I pair a discussion of Act 1 of Shakespeare's play with an excerpt from an early modern pamphlet that was published in outrage at the queenship of Mary Tudor (the Catholic half-sister of Queen Elizabeth I, who was later nick-named "Bloody Mary").
The excerpt is from John Knox’s The First Blast of the Trumpet against the Monstrous Regiment of Women, and it can be found in the Norton Critical Edition of Antony and Cleopatra, p. 162.
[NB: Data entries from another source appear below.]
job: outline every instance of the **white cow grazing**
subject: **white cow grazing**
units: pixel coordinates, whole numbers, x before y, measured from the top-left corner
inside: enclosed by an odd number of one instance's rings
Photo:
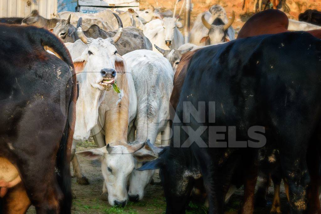
[[[84,71],[79,74],[79,97],[76,103],[76,122],[75,126],[72,150],[74,174],[77,182],[87,184],[83,176],[77,156],[74,156],[78,142],[88,139],[90,131],[97,124],[98,107],[104,97],[105,90],[110,90],[117,77],[117,73],[124,72],[125,61],[114,54],[117,49],[114,44],[120,38],[123,26],[119,17],[119,31],[113,38],[103,39],[87,38],[81,28],[82,19],[77,25],[77,34],[81,40],[69,45],[69,50],[76,71]]]
[[[320,26],[316,25],[304,21],[300,21],[290,19],[289,19],[289,27],[288,27],[288,30],[289,30],[307,31],[320,29],[321,29]]]
[[[229,21],[223,7],[213,5],[209,12],[199,14],[196,18],[191,30],[190,42],[204,46],[235,39],[235,31],[231,26],[235,18],[233,11]]]
[[[149,140],[153,144],[161,131],[162,144],[169,143],[169,98],[173,89],[174,73],[168,61],[159,53],[147,50],[135,50],[123,56],[132,73],[136,89],[138,108],[135,121],[136,134],[134,145]],[[137,152],[139,152],[138,151]],[[135,168],[144,160],[137,159]],[[134,169],[130,177],[130,200],[141,200],[144,190],[155,170],[139,172]]]
[[[151,5],[150,8],[138,12],[139,19],[143,24],[149,22],[154,19],[161,19],[159,11],[156,11],[154,6]]]
[[[177,49],[184,44],[183,35],[178,28],[183,27],[176,18],[165,18],[152,20],[145,25],[143,31],[153,46],[153,50],[158,53],[156,45],[162,49]]]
Whatsoever repugneth to the will of god expressed in his most sacred word, repugneth to justice: but that women have authoritie over men repugneth to the will of God expressed in his word: and therefore mine author commandeth me to conclude without fear, that all such authoritie repugneth to justice…And if any man doubt hereof, let him mark well the words of the apostle, saying: I permit not a woman to teach, nether yet to usurp authority above man… say, we will suffer women to bear authority, who then can depose them? yet shall this one word of the eternal God spoken by the mouth of a weak man, thrust them every one in to hell. Jesabel may for a time sleep quietly in the bed of her fornication and whoredom, she may teach and deceive for a season, but nether shall she preserve her self, nether yet her adulterous children from great affliction, and from the sword of God’s vengeance, which shall shortly apprehend such works of iniquity.
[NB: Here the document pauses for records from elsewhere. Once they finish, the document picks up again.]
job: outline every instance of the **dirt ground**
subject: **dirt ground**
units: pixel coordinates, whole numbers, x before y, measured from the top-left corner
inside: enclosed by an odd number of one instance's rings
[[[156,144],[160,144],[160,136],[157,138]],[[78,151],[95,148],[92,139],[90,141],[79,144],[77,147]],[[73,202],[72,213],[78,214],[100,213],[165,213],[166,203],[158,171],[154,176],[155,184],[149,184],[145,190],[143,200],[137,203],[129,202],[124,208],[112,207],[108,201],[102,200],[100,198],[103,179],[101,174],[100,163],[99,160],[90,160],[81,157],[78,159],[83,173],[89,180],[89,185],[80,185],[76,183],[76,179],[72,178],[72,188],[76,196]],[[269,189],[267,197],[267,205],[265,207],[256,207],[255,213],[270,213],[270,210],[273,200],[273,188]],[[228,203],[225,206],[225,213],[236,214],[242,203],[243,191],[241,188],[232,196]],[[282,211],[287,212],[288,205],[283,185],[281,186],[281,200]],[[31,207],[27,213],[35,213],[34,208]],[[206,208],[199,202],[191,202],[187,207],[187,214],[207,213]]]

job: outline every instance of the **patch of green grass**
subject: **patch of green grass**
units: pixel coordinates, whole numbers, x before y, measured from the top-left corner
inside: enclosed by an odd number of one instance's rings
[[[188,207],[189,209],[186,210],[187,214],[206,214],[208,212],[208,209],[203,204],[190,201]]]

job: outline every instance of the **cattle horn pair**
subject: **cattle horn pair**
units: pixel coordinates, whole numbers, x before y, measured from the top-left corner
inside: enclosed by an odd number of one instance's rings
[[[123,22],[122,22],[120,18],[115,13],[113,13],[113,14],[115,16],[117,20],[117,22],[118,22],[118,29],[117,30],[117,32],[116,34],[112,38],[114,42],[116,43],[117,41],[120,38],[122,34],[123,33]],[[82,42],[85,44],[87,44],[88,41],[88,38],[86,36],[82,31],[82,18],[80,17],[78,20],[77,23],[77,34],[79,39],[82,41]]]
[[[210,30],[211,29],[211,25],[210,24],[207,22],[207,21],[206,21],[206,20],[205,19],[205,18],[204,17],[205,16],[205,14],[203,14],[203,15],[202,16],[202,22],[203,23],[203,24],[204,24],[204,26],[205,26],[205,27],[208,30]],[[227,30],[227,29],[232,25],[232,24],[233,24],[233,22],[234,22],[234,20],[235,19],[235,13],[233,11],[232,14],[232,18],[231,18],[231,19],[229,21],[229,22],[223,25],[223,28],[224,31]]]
In particular, Knox tries to naturalize male authority over women by appealing to some famous biblical passages, and he suggests that this authority is biological because of the "need" to control reproduction and prevent adulterous children. He links female political sovereignty to female promiscuity. He also suggests that any man who tolerates female authority makes himself weak and, therefore, becomes a threat to all men within this particular patriarchal power structure. As Knox asks, if women do gain a foothold into power, "who can depose them?" It is, therefore, just as important to police men as it is to police women.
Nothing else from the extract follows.